I pushed down on his eyelids with the very tips of my fingers, trying not to touch the eyeballs, but the lids wouldn’t budge—the old man was contrary even in death. I rubbed my fingers against my robe, wanting to rid them of the feel of that cold, hard flesh.
“Does he not want you to shut them?” Bella whispered.
“No, honey. His body is just too stiff right now. It’s a natural part of dying. We’ll be able to shut them tomorrow.”

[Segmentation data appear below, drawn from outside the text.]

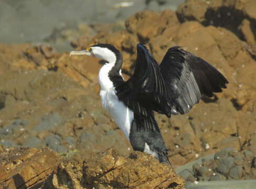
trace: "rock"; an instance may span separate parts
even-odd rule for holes
[[[215,173],[214,175],[211,176],[209,179],[209,181],[226,181],[226,177],[219,173]]]
[[[244,19],[239,26],[239,29],[245,41],[251,46],[255,46],[256,41],[254,35],[251,28],[250,22],[247,19]]]
[[[240,166],[235,165],[230,169],[229,175],[235,180],[240,180],[242,178],[243,169]]]
[[[231,148],[224,149],[214,154],[214,159],[220,160],[223,158],[225,158],[228,156],[229,152],[232,151],[233,150],[234,150]]]
[[[181,176],[185,180],[187,180],[189,177],[193,177],[193,174],[188,170],[184,170],[179,173],[179,175]],[[190,178],[191,179],[191,178]]]
[[[7,149],[0,145],[0,184],[4,187],[184,187],[184,180],[171,166],[141,152],[127,158],[109,149],[86,162],[81,155],[62,160],[47,148]]]
[[[42,118],[42,122],[35,125],[33,129],[36,131],[49,130],[54,127],[58,127],[63,121],[63,118],[57,113],[50,114]]]
[[[64,160],[57,170],[45,186],[182,188],[184,186],[183,180],[171,166],[138,152],[126,158],[109,149],[86,162],[81,156]]]
[[[0,154],[0,184],[4,188],[39,187],[58,163],[56,153],[48,149],[4,149]]]

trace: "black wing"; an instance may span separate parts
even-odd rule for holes
[[[145,46],[139,44],[137,49],[134,74],[116,88],[117,96],[134,113],[149,117],[154,110],[169,116],[167,92],[159,66]]]
[[[214,67],[179,47],[169,48],[159,67],[171,108],[181,114],[188,112],[202,94],[212,97],[228,83]]]

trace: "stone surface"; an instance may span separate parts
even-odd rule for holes
[[[241,14],[245,3],[187,1],[180,8],[190,11],[179,9],[178,18],[170,10],[147,10],[125,22],[81,24],[80,32],[63,34],[64,38],[73,41],[77,50],[96,43],[116,46],[124,56],[126,79],[134,70],[139,42],[148,42],[146,45],[158,62],[169,47],[181,46],[216,67],[230,82],[223,93],[211,98],[203,97],[186,115],[169,119],[156,113],[156,118],[173,166],[230,147],[232,150],[223,156],[219,154],[212,169],[217,169],[220,158],[232,157],[233,165],[228,171],[245,164],[243,179],[253,176],[250,176],[251,169],[249,163],[245,164],[242,153],[249,150],[256,155],[256,86],[252,82],[256,80],[256,54],[244,37],[253,43],[249,34],[254,33],[254,20],[251,15]],[[202,17],[206,6],[209,8]],[[190,18],[190,15],[195,15]],[[209,24],[210,16],[212,24]],[[237,19],[230,19],[235,16]],[[96,58],[70,58],[68,52],[58,53],[44,44],[1,44],[0,143],[9,147],[48,146],[64,156],[80,152],[85,159],[109,147],[128,154],[132,151],[129,142],[100,104],[97,74],[101,66]],[[247,162],[251,163],[251,154],[246,154]],[[240,175],[235,170],[232,176]],[[206,174],[198,179],[223,179],[217,175]],[[225,179],[232,176],[228,175]]]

There was no blood and no knife wound, but Jamie’s pillow was on the floor. She must have decided to suffocate him instead. I was glad; a wound would have raised unwelcome questions. I bent down to pick up the pillow and put it back on the bed. There was a piece of white fabric on the floor beneath it—a pillowcase, I saw when I picked it up. It wasn’t one of
ours; the cotton was dingy and coarsely woven. Then I turned it over and saw the eyeholes cut in the fabric, and bile rose in the back of my throat. I balled the hideous thing up quickly and stuffed it in the pocket of my robe. I would burn it in the stove later.
“What is it, Mama?”
“Just an old dirty pillowcase.”
It was impossible not to picture the scene: the taunting men in their white hoods, the sweating and terrified brown face in their midst. I wondered how many others there had been, and where they’d done it; whether they’d hanged him or killed him some other way. Jamie must have found out about it—that was why he’d been so distraught last night. I wondered if he’d seen what happened. If he’d watched his father murder that poor boy.
“Is Pappy in heaven now?” asked Bella.
The old man’s face was expressionless, and his untenanted eyes gave away nothing of what he’d felt in his last moments. I hoped he’d seen Florence coming for him and been afraid; that he’d begged and struggled and known the agony of helplessness, as Ronsel must have. I hoped she’d taken pleasure in killing him, and that it would give her some kind of grim peace to know she’d avenged her son.
“He’s in God’s hands,” I said.
“Should we say a prayer for him?” asked Amanda Leigh.
“Yes, I suppose we should. Come here, both of you. Don’t be scared.”
They came and knelt on either side of me. Mud from the
dirty floor oozed through the thin cotton of my nightgown. I felt a fat plop of water hit my head, then another; the roof was leaking. The girls waited for me to begin, their small, soft bodies pressing into mine from either side. I closed my eyes, but no words came. I would not pray for Pappy’s soul; that would be the worst sort of hypocrisy. I could have prayed for Florence, that God would understand and forgive her a mother’s vengeance, but not in front of the children. And so I was silent. I had no words to give them, or Him.